Rather than talk about it in macroeconomic terms and think about tax policy or talk about monopoly power and how it affects consumer choice, or even reflect on how real wage growth is flat, and all those sorts of things, I think there are some simple reasons income inequality is still an important thing to be concerned with.

Here are worrying trends: Compare CEO pay growth vs median employee wage growth. Look at labor union participation and the ability to collectively bargain for better wages. Look at how corporations lobby state and federal govt to gig-ify their workforce to not pay them living wages (or in some cases minimum wages) or benefits of any kind.
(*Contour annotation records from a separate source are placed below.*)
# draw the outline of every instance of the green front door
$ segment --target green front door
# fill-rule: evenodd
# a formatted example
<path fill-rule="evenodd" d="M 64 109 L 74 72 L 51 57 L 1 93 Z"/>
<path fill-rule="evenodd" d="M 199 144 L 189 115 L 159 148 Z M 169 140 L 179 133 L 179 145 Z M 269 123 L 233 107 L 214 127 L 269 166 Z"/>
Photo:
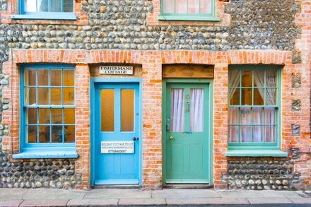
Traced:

Those three trends in particular will continue to contribute to the gap in income inequity.

It’s a good question but we have to ask if those median household income gains outpace the rising cost of childcare, education, etc.

It’s also a distraction from asking why government takes passive and active roles in helping billionaires hoard wealth vs an active role providing a floor or even better a trampoline for our citizens.

I second Juice’s recommendation and will act accordingly.
 
It’s a good question but we have to ask if those median household income gains outpace the rising cost of childcare, education, etc.

It’s also a distraction from asking why government takes passive and active roles in helping billionaires hoard wealth vs an active role providing a floor or even better a trampoline for our citizens.

I second Juice’s recommendation and will act accordingly.

A lot of government policy is geared toward forcing people to take any job offered to them, no matter how shitty, low paying, dangerous, etc. because the alternative is abject poverty with very little help from the government. In other words, government policy uses poverty, or the threat of poverty, to make sure that firms have ready access to workers who must accept below poverty level wages, dangerous working conditions, and no benefits. This is not something that just happened and it's not the way it was when America was great* - in the post war era, prosperity was much more widely shared, unions were strong, and workers had a seat at the table. Now every available penny is siphoned out of worker pay and into executive compensation and shareholder returns.

Now workers have basically had one month - one month! - of slightly enhanced bargaining power coming out of a pandemic because of continued unemployment benefits. All it takes is 30 measly days of restaurant owners not being able to hire $10/hour cooks for 30 hour a week jobs in hot kitchens working 4PM to 1AM, and the Wall Street Journal and politicians are losing their minds over a "labor shortage". It's really pretty incredible.

*noted that women and people of color were largely excluded from the #greatness.